The father-of-three of High Road, Benfleet, said: “I did get a bit breathless but just put that down to being a bit out of condition. ”Other than that I had no symptoms at all.

“The stroke was just like the adverts and not very pleasant. My speech started to slur but if a stroke can be lucky then I am very lucky because they wouldn’t have discovered the heart problem otherwise. I could have just collapsed with a heart attack.”

The device has been inserted beneath the skin near Mr Harrington’s collar bone, The procedure, which took about an hour, was performed by Dr Sajjad Mazhar with the help of senior physiologists Nikki Baines and Katy Deane.

Mr Harrington added: “It is a wonderful piece of kit – just about the size of a small box of matches and weighs about the same as a cup of tea.

“I did not think I needed it but the doctors felt I did so I was guided by the experts. It is going to be a life-saving measure.

“There was no pain with the procedure. I just felt a bit of pressure and I would certainly recommend it to anyone who is told they need it.”

Hours after having the device inserted, Mr Harrington a retired Southend Council worker, was able to go home to his wife, Andrea, 49 and three sons aged 16 to 22.

He said: “I went into hospital for the procedure just five days after my assessment and everyone has looked after me very well.”

Until now, patients requiring this service have had to go either to a London hospital or to the cardiac care centre at Basildon.

Ms Baines said: “From a patient’s point of view, it is much better to be able to have it done here and not have to travel. “We expect to carry ou t 22 procedures in the first year, increasingly steadily after that.”


*IMPLANTABLE cardioverter defibrillators (ICDs) continuously monitor the heart to treat tachycardia - fast heart beats - and prevent sudden cardiac death. If a dangerously fast heart rate is detected, a small, painless electrical signal is sent to correct it.

If the faster heart rate continues, the ICD is designed to deliver a life-saving shock and restore the heart to a more normal rate. They differ to pacemakers which continuously monitor the heart to treat bradycardia - a slow, irregular, or interrupted heartbeat.

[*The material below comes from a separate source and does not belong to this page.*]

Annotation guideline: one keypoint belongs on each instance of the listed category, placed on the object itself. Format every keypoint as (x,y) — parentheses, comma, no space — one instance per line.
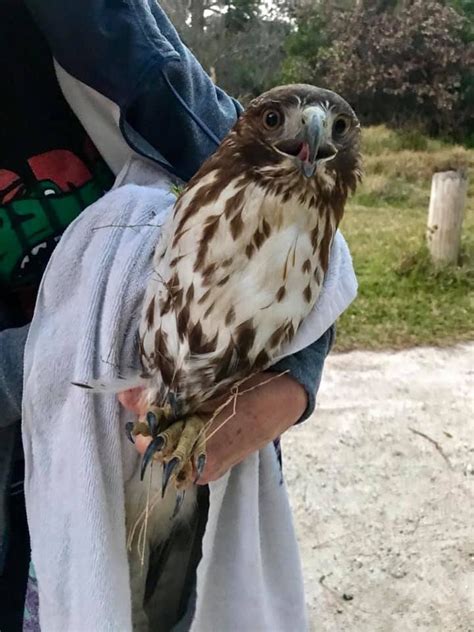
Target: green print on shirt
(33,216)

If a pacemaker detects a rhythm problem, it will send out small, undetectable electrical signals to correct it to restore the heart to a more normal rate but they do not deliver shocks.

Amy Greenhalgh, spokeswoman for the manufacturers Medtronic said: “Having the implant means that patients are not reliant on being near a telephone or someone trained in first aid if the heart suddenly starts racing. The device will automatically kick in to regulate the heart rhythm.”